Asia’s stock markets have rebounded since the outbreak of the Iran war over two months ago, as the AI boom lifts the fortunes of manufacturing economies like China, South Korea, and Japan.
At the same time, the Middle East conflict is stoking fears of de-dollarization, sending investors in search of alternatives like the Chinese yuan.
Other Asian markets aren’t faring as well.
Buoyed by the AI trade, East Asian economies have largely erased their losses incurred when the war began. As of April 27, Taiwan’s Taiex is up almost 10% compared to pre-war levels, while South Korea’s KOSPI has risen by 4%. Japan’s Nikkei 225 and China’s CSI 300 have also inched upwards.
“Energy is still a dependency in Southeast Asia,” Aditya Laroia, CEO of Maybank Securities, says. “If you’re not producing it all domestically, then you’re naturally dependent on a lot of other parts of the world.”
He adds that political instability is also dampening investor confidence in parts of Southeast Asia.
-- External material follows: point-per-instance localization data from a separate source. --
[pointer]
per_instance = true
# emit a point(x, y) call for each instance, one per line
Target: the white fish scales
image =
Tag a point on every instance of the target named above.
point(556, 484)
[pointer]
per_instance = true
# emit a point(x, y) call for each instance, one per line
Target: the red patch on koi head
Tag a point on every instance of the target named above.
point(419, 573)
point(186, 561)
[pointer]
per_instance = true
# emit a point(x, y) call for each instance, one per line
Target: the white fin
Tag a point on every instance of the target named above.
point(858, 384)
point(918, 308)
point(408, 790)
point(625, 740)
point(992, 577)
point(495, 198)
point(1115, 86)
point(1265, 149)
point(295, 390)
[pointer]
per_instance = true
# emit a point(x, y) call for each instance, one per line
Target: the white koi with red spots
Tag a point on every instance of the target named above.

The Philippines, for example, saw a huge market sell-off in late 2025 following a major corruption scandal with government-funded flood-control projects.
“Wherever there’s instability in terms of government and policy, it’s detracted from capital flows,” Laroia says.
This has been reflected in weakening market indices in Asia’s emerging economies. Since the war began, India’s NIFTY 50 has fallen about 5%, while the MSCI ASEAN index is down by 7%.
AI and the Iran war do converge on one area, however: energy security. Data centers require immense amounts of electricity to run, boosting demand even as fuel supplies from the Middle East remain locked in the region.
This is where Southeast Asian nations like Indonesia, Thailand and Malaysia, are getting the chance to shine. They, alongside other ASEAN nations, are stepping up efforts to build out critical energy and AI systems within the region. “There’s a big infrastructure play in Southeast Asia,” Laroia says. “The investment of capital into energy sources and renewables will continue, and that’s why this part of the world still has a lot of growth left in it.”
“It’s really infrastructure that creates the biggest opportunity right now, from an investment perspective,” Chanana, of Saxo Bank, says.